Victories around Mazar-e-Sharif would put the coalition in good position to resume the ground offensive in the spring, after operations slowed by the extreme winter weather in northern Afghanistan get back up to speed.

The commander of Shiite Muslim fighters in the alliance, Mohammed Mohaqik, said opposition officers would confer over the next two days on plans to capture Mazar-e-Sharif without numerous civilian casualties.

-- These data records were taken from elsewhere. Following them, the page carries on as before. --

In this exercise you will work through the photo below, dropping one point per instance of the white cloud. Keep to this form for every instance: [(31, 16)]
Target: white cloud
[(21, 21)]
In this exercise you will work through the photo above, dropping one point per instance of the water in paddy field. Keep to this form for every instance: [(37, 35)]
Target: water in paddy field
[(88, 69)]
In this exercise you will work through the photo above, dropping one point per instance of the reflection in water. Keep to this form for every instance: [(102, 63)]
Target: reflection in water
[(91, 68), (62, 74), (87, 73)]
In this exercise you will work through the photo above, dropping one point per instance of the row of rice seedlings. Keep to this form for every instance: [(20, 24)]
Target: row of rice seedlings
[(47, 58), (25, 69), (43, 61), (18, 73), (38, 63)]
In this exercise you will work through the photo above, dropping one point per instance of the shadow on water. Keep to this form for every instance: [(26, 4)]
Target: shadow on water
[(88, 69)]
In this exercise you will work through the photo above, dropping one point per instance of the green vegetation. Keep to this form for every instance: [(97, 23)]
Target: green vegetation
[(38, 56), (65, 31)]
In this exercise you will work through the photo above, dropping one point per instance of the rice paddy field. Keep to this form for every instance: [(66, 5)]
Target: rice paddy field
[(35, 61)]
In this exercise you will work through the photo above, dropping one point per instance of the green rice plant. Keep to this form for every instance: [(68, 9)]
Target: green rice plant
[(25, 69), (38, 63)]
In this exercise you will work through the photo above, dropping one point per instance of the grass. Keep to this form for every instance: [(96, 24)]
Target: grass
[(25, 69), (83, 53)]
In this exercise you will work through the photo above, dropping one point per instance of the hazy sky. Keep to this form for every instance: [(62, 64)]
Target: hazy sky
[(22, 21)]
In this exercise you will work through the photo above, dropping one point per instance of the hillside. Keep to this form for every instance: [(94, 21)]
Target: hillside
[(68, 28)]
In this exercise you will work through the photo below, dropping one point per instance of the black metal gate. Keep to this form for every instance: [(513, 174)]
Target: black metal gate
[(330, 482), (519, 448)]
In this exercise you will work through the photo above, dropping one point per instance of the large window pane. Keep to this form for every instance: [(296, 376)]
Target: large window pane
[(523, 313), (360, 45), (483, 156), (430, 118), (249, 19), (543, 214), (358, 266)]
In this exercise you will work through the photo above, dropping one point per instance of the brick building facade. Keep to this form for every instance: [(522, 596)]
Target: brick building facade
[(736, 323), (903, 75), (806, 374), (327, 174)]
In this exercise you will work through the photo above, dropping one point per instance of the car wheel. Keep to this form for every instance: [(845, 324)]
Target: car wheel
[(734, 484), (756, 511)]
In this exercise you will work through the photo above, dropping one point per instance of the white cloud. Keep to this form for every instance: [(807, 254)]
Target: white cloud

Asked at the Pentagon briefing whether the Northern Alliance forces were actually gaining ground in their battle to take the city, Pace demurred.

"I wouldn't characterize it in that way," Pace said. "What I would say is that for about the last week or so, we have been able to concentrate a great deal more of our aviation in support of the opposition forces. And because of that, we have been able to assist them more in their ground campaign."

U.S. bombers were in action Wednesday across northeastern Afghanistan, pounding Taliban artillery positions near the border with Tajikistan. Reporters at Jabal Saraj, 45 miles north of Kabul, could hear the roar of warplanes and the thud of distant explosions after sundown.

The private South Asia Dispatch Agency also reported air attacks around Kandahar in the south and Jalalabad in the east of the country.

Also Wednesday:

The Pentagon tried to squelch speculation that Defense Secretary Donald Rumsfeld might sideline the commander of the campaign, Gen. Tommy Franks.

"Gen. Franks is not going anywhere," Pentagon spokeswoman Victoria Clarke said. "The secretary has the greatest confidence in Gen. Franks and his leadership at Central Command."

In the Indian Ocean, a search was ongoing for a sailor who fell overboard from the aircraft carrier USS Kitty Hawk. He was seen by the crew of a search and rescue helicopter launched from the ship, but they were unable to pull him from the water and he was still missing late Wednesday, the Pentagon reported.

-- Information from the Los Angeles Times, Cox News Service, Knight Ridder Newspapers and the Associated Press was used in this report.